Rubin refers to Julia’s stepfather, Abe Rubin. Sass is the name of her biological father, Liova Sass. The double name is a way to pay tribute to both, she says.

“I am from Russia, and born in St. Petersburg, but traveled back and forth between St. Petersburg and Ukraine where my aunt’s family lived and helped to care for me. My father, a captain in the Russian navy and a university professor, died when I was five weeks old, and my mother, a physician, worked full time to support us. I spent the first nine years of my life in Russia and Ukraine, and then we went to Israel for eight months, where we have family.

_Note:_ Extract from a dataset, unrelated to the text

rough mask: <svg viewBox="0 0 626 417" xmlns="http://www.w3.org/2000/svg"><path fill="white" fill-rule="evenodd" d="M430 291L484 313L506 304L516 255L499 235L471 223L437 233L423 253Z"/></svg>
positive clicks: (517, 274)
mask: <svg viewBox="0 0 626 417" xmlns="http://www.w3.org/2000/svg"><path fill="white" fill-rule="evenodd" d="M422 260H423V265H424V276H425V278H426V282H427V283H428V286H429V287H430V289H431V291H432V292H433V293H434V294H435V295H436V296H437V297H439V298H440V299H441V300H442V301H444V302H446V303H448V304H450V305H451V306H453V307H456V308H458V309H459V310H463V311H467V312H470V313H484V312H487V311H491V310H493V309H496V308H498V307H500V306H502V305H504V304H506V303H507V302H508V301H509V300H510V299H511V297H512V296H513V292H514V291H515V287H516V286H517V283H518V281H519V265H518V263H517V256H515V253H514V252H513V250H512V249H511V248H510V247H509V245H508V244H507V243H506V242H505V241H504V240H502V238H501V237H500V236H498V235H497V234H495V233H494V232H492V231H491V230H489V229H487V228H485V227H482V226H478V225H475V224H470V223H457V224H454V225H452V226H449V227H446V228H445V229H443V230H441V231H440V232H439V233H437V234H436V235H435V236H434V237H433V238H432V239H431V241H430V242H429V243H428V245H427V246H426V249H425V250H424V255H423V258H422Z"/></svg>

“My stepfather, Abe Rubin, whose deceased wife was my mother’s first cousin, met my mother in Russia and then, after our stay in Israel, convinced her to start a new life with him in America. He decided he did not like Brooklyn, NY. He kept moving west and finally settled permanently in Ogden, Utah, renowned for its Mormon heritage, and particularly for the spectacular Latter Day Saints (LDS) edifice, the Ogden Utah Temple.”

In spite of the LDS dominance, Julia says, “there was a small but active Jewish community – we even had a shul (synagogue).”

Julia remembers nothing specific guiding her to a career in public policy, other than she was raised in a family that had spirited conversations about issues during meals. When she was 12 years old, she joined NOW (the National Organization for Women).

Carrying on this tradition, Julia, Greg, and Raisa on a regular basis solve the problems of the community, nation, and the world at their kitchen table. They feed on issues – and in this wacky world, they will never be hungry.

I would like to suggest a ballot initiative establishing the Rubin Sass Stankiewicz Kitchen Table Institute of Public Policy to help the rest of us deal with our political indigestion.